Alibaba’s Qwen2.5-VL is a powerful vision-language AI model that excels in image recognition, object localization, document parsing, video comprehension, and multimodal reasoning, offering enhanced capabilities in understanding long videos, generating structured outputs, and acting as a visual agent for computer and mobile interactions (GitHub).
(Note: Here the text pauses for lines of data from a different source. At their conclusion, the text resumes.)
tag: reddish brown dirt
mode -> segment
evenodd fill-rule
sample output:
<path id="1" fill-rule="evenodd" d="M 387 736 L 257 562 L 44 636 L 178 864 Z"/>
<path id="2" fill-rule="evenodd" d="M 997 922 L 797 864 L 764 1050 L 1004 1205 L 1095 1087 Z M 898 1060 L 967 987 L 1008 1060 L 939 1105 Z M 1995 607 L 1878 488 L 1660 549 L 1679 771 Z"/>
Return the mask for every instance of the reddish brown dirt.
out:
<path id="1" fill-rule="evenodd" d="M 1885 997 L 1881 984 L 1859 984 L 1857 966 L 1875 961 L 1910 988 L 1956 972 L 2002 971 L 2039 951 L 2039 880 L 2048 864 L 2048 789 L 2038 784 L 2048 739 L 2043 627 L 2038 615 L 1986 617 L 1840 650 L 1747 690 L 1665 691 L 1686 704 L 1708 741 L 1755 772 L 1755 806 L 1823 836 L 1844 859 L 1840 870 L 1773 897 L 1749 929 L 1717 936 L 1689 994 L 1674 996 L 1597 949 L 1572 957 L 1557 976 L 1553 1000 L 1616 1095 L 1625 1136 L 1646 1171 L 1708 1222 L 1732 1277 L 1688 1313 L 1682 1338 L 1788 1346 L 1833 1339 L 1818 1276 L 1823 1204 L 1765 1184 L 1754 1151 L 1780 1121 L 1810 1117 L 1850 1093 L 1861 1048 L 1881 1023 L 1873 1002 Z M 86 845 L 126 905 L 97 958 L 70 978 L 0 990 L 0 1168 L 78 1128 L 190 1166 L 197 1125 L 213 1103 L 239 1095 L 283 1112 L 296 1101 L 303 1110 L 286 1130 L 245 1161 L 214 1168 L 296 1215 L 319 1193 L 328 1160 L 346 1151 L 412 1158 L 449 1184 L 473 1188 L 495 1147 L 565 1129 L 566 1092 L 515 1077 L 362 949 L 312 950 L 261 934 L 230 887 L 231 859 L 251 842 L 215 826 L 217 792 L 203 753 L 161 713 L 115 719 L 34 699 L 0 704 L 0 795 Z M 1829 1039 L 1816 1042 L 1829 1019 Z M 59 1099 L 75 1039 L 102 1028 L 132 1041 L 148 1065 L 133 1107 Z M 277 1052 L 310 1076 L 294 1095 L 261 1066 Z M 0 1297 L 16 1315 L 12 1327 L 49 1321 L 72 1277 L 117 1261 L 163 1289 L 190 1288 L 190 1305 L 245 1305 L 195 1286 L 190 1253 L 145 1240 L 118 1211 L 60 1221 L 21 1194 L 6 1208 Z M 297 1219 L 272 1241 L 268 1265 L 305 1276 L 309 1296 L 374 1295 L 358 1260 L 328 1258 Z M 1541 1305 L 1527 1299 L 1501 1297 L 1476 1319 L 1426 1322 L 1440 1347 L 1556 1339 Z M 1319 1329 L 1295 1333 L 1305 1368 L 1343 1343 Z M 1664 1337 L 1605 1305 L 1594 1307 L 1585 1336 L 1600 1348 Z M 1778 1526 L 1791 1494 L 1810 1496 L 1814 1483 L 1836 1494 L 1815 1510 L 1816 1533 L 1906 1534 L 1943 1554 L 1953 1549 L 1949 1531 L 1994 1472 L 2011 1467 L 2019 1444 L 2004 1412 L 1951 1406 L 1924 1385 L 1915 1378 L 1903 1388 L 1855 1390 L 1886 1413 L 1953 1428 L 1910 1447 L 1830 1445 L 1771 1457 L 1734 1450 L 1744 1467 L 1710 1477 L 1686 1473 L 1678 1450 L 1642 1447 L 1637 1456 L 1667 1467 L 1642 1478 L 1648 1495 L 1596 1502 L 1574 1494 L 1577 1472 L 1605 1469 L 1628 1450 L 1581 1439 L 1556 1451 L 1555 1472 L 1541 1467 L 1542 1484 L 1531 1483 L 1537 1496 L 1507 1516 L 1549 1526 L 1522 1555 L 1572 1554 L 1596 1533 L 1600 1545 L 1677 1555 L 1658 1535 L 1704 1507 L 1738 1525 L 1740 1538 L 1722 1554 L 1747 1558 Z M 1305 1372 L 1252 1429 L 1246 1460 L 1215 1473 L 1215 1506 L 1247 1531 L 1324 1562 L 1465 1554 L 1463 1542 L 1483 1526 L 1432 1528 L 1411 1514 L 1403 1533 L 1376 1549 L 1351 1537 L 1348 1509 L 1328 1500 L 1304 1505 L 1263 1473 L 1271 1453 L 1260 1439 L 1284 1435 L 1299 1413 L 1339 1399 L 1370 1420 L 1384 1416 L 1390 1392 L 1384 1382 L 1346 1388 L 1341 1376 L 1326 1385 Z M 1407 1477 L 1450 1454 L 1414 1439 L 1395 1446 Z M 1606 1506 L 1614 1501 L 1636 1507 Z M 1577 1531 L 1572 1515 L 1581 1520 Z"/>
Pika 2.1 is a cutting-edge AI-driven video creation tool that enhances animation, motion control, and scene realism with advanced physics simulation, dynamic lighting, seamless style transfer, and extended video length, making it an accessible yet powerful solution for creators, marketers, and animators seeking high-quality, professional-grade content (Pika).

2.2 Music AI
YuE is an open-source AI music generation tool that transforms lyrics into songs, offering a free alternative to Suno and Udio, with customizable styles, multilingual support, and advanced vocal techniques, now available on Hugging Face and GitHub (GitHub).

Riffusion has launched a free AI-powered music platform that generates personalized songs using its Fuzz model, setting itself apart with adaptive learning and accessibility, potentially disrupting the music industry by making AI a collaborative tool for both professionals and casual users (VentureBeat).

3. Other

3.1 AI for science
ESM3 is a multimodal generative AI model trained on evolutionary data that can design functional proteins far from known sequences, with one generated fluorescent protein demonstrating an evolutionary leap equivalent to 500 million years (Science).

3.2 Copyright
The U.S. Copyright Office issued a report concluding that purely AI-generated works are not copyrightable, but works incorporating AI-generated elements can receive protection if they contain sufficient human authorship through prompts, modifications, or expressive input (US Copyright Office).

Other Innovations

1. Mice with two dads
Scientists in China used CRISPR to create mice with DNA from two fathers, producing live pups that survived to adulthood, but the approach remains highly inefficient, raises ethical concerns, and is far from being applicable to humans (MIT Technology Review).

2. Quantum computing
Canadian startup Xanadu has developed a scalable, photon-based quantum computer called Aurora, designed with modular server racks to enable future quantum data centers, though significant challenges in qubit scaling and error correction remain before achieving practical applications (MIT Technology Review).

3. Heart failure
Epicardial engineered heart muscle (EHM) allografts derived from stem cells successfully remuscularized failing hearts in rhesus macaques without adverse effects, demonstrating long-term retention, improved heart function, and vascularization, paving the way for a first-in-human clinical trial in heart failure patients (Nature).